Schriftstellerin, Lyrikerin

* 1921, 28.12.
Königsberg i.Pr.

† 2008, 08.09.
München

Sie besuchte die Oberschule in ihrer Heimatstadt und nahm dann Schauspielunterricht. Karl Herbert ver­öffentlichte im „Königsberger Tageblatt“ ihre ersten Erzäh­lungen. Nach dem Zweiten Weltkrieg begann sie in Nieder­sachsen als freie Mitarbeiterin bei Zeitschriften, Zeitungen und Rundfunk. 1951 ging sie nach München.

1957 erhielt sie für ihre Gedichte den Brentano-Preis. Im gleichen Jahr er­schien aus ihrer Feder ein Band Kurzgeschichten. In der Lyrik fand sie einen eigenen Ton zwischen Volkslied und Ballade. In dem Bändchen „Alles dies war einmal meine Welt“ findet man ihre besten Gedichte, die zu den stärksten Leistungen der ostpreußischen Lyrik unseres Jahrhunderts zählen. 1970 erhielt sie die Ehrengabe der Allensteiner Kul­turschaffenden, im gleichen Jahr den Nikolaus-Kopernikus-Preis, weiterhin 1976 den Andreas-Gryphius-Preis der Künstlergilde Esslingen.

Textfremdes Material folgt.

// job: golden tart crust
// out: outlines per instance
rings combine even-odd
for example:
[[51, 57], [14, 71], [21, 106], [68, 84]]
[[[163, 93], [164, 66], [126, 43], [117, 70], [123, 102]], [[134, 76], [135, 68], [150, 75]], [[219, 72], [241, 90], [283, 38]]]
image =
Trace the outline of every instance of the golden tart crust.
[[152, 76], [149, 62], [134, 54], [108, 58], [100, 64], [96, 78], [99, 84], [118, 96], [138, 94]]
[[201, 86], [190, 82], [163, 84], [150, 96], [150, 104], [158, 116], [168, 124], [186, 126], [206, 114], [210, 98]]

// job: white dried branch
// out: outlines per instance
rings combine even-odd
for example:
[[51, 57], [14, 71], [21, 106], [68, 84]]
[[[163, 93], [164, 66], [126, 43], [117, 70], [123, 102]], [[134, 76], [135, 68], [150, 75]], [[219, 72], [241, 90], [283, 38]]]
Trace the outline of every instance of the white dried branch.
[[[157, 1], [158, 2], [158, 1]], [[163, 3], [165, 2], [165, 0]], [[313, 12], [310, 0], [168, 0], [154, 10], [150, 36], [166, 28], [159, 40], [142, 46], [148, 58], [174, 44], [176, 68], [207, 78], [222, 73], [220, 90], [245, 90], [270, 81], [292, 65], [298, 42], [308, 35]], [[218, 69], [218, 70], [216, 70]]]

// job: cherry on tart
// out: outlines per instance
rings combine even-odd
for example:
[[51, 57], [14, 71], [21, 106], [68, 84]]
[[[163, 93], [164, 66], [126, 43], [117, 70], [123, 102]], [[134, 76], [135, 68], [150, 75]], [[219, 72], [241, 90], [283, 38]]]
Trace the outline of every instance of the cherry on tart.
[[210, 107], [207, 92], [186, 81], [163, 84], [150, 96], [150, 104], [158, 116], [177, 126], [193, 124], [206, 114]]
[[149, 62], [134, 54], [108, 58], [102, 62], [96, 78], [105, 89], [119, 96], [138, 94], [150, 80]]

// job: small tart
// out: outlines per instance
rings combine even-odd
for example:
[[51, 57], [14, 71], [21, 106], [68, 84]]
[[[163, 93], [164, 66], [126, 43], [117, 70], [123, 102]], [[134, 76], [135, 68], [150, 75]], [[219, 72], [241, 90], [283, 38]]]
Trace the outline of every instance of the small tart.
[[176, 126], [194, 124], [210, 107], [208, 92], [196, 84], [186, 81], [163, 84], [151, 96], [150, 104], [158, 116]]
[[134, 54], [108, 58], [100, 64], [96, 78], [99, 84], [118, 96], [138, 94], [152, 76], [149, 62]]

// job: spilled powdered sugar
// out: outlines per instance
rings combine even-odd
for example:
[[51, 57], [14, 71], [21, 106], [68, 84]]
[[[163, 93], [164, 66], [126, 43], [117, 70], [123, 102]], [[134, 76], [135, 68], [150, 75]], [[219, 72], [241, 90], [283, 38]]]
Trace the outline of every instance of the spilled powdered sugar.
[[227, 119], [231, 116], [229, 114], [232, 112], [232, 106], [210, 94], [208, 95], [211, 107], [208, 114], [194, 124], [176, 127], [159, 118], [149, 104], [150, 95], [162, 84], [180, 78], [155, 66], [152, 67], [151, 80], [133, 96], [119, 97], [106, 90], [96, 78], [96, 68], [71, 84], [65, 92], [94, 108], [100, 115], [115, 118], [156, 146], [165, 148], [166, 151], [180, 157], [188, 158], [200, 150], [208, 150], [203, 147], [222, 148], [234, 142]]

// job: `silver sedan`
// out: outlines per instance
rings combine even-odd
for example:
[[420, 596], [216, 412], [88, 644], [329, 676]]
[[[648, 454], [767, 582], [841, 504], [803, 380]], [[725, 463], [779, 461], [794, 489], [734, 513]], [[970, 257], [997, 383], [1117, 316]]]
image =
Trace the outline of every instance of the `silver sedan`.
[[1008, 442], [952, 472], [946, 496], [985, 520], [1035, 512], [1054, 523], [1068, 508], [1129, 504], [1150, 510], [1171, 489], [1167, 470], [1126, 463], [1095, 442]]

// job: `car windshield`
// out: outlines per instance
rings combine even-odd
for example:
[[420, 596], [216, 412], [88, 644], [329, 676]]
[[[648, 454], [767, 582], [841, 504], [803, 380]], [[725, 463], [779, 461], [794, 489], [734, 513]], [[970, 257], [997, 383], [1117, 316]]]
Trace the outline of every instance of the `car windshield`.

weitere Werke: “Die Dünenhexe”, Kurzgeschichten (1950). – “Spröder Wind von Ost”, Lyrik (1971). – “Kleiner alter Mann geht durch den Wind”, Lyrik (1976). – “Das silberne Fräulein”, Erzählungen und Gedichte (1976). –”So war der Frühling in meiner Stadt”, Gedichte und Prosa (1993).

Bibl.: Kürschners Literaturkalender 1967.